Doch jeder, der ihn persönlich traf, spürte, dass er  einer historischen Persönlichkeit gegenüber stand.

 

Wie traf er diese Entscheidung? Wie er mir (und vielen anderen) erzählte, hätte er eine fast mystische Erleuchtung gehabt. Er war auf seinem Rückflug von einem Besuch beim rumänischen Herrscher, dem er zwei Fragen gestellt hatte. Kann man Menachem Begin trauen? Wird Begin in der Lage sein, seine Entscheidungen auszuführen? Nicolae Ceaucescu beantwortete beide Fragen  bejahend.

 

Als er über den Berg Ararat in der Türkei flog, kam ihm auf einmal die Idee: warum nicht nach Jerusalem gehen und die Israelis  direkt  in ihrem Zu-Hause ansprechen?

 

Das ist eine nette Geschichte.

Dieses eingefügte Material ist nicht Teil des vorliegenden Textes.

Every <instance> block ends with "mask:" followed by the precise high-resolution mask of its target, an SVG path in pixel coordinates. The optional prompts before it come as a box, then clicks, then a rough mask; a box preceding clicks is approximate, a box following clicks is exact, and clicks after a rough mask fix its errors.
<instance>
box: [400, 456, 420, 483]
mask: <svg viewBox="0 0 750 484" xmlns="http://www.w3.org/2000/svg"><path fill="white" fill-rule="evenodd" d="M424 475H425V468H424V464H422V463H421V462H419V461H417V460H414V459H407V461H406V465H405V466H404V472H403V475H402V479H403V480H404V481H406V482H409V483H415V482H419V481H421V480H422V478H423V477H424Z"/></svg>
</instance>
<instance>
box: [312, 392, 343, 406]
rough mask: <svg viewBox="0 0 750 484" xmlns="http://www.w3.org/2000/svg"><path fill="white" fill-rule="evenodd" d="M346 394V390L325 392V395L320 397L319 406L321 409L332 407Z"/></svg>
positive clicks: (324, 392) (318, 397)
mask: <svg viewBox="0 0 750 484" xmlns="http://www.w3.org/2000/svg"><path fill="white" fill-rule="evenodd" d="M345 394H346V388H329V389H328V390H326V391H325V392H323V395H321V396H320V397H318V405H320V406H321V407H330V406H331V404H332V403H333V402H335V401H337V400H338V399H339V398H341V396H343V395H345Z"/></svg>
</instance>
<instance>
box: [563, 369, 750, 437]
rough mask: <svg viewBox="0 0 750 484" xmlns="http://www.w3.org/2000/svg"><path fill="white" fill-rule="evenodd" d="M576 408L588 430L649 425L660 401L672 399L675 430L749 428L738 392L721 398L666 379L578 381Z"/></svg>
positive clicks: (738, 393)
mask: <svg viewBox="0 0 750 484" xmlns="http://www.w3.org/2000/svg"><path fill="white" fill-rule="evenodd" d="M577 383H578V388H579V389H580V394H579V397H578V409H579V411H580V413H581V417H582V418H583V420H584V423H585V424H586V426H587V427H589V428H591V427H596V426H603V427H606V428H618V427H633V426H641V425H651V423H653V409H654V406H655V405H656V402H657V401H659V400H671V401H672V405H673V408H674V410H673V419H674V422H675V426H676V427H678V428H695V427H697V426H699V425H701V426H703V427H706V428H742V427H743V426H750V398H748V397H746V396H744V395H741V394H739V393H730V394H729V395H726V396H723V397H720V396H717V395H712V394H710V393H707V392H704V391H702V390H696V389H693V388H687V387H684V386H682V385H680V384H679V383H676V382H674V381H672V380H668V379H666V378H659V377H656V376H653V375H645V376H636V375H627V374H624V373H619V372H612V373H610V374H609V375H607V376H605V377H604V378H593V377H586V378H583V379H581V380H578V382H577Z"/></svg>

Aber sie stimmt nicht ganz mit der Realität zusammen. Sadat war weder naiv  noch ein Glücksspieler. Bevor er diesen schicksalhaften Schritt tat, hielt er geheime Verhandlungen mit Begin ab. Der stellvertretende ägyptische Ministerpräsident Hassan Tohami wurde nach Marokko gesandt, um sich mit Moshe Dayan, Begins damaligem Außenminister, zu treffen. Dayan versicherte ihm unmissverständlich, dass Begin bereit sei, den ganzen Sinai  bis zum letzten Sandkorn zurückzugeben.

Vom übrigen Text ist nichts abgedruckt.